A decisão foi publicada por este site, mas a Secretaria de Governo Digital e as estatais contestaram alegando que o veto presidencial não afetaria ao negócio delas. Se não afetasse, por que esse “jabuti” teria sido colocado no projeto das GovTechs quando ele tramitou no Congresso Nacional? Foi colocado justamente para dar o amparo legal de uma prática comercial que existe desde 2016, mas juridicamente é questionável.
Qual o amparo legal para estatais cobrarem pelo uso de seus bancos de dados por empresas de mineração dos mesmos?
Atualmente o Serpro atua no mercado cobrando pelo acesso a pacotes de dados apenas com base em Portarias da Receita Federal que as asseguram tal prática comercial. O acesso e a cobrança feita pelo Serpro é baseado na Portaria nº 457 de 8 de dezembro de 2016.
Que no Art. 3º diz: “o Serpro será remunerado diretamente pelos terceiros, usuários da solução de disponibilização de dados e/ou informações, de modo a ressarcir os valores necessários à sustentabilidade dos sistemas informatizados envolvidos”.
Mas qual a base legal que essa Portaria de 2016 usou para a Receita Federal autorizar o Serpro a comercializar os dados? A pista estaria no “parágrafo único, inciso I do Artigo 87 da Constituição Federal“ citada pelo fisco. Que diz apenas:
“Art. 87. Os Ministros de Estado serão escolhidos dentre brasileiros maiores de vinte e um anos e no exercício dos direitos políticos.

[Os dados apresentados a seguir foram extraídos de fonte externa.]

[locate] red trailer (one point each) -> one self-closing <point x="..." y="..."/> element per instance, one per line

Parágrafo único. Compete ao Ministro de Estado, além de outras atribuições estabelecidas nesta Constituição e na lei:
I – exercer a orientação, coordenação e supervisão dos órgãos e entidades da administração federal na área de sua competência e referendar os atos e decretos assinados pelo Presidente da República;“
Ou seja, o Serpro cobra pelo acesso aos seus bancos de dados públicos, porque “Ministros de Estado” são responsáveis pela gestão das suas pastas e tem como competência “referendar os atos e decretos assinados pelo Presidente da República”.
Como não há nenhum decreto, nenhuma lei aprovada no Congresso – e apenas um veto presidencial, justamente contra essa cobrança – o Serpro está agindo no mercado com base apenas em portaria publicada pela Receita Federal.
Atualização
A Receita Federal publicou nesta segunda-feira (19), no Diário Oficial da União, mais uma nova portaria (nº 27/2021), que altera procedimentos para o Serpro disponibilizar para terceiros os dados e informações de contribuintes. E tem sido assim desde 2016 quando foi publicada a Portaria nº 457. Que “Altera a Portaria RFB nº 2.189, de 6 de junho de 2017, e autoriza o Serpro a disponibilizar acesso, para terceiros”, sobre os dados e informações das Declarações de Importação (DI ).
*Ao que parece, nem a decisão presidencial de impedir essa comercialização fará o Serpro parar de lucrar com a venda de dados de contribuintes brasileiros, sejam pessoas físicas ou jurídicas. E a estatal já lucrou R$ 128 milhões em 2020 em negócios realizados com mais de 10 mil empresas brasileiras, segundo o seu balanço do ano passado.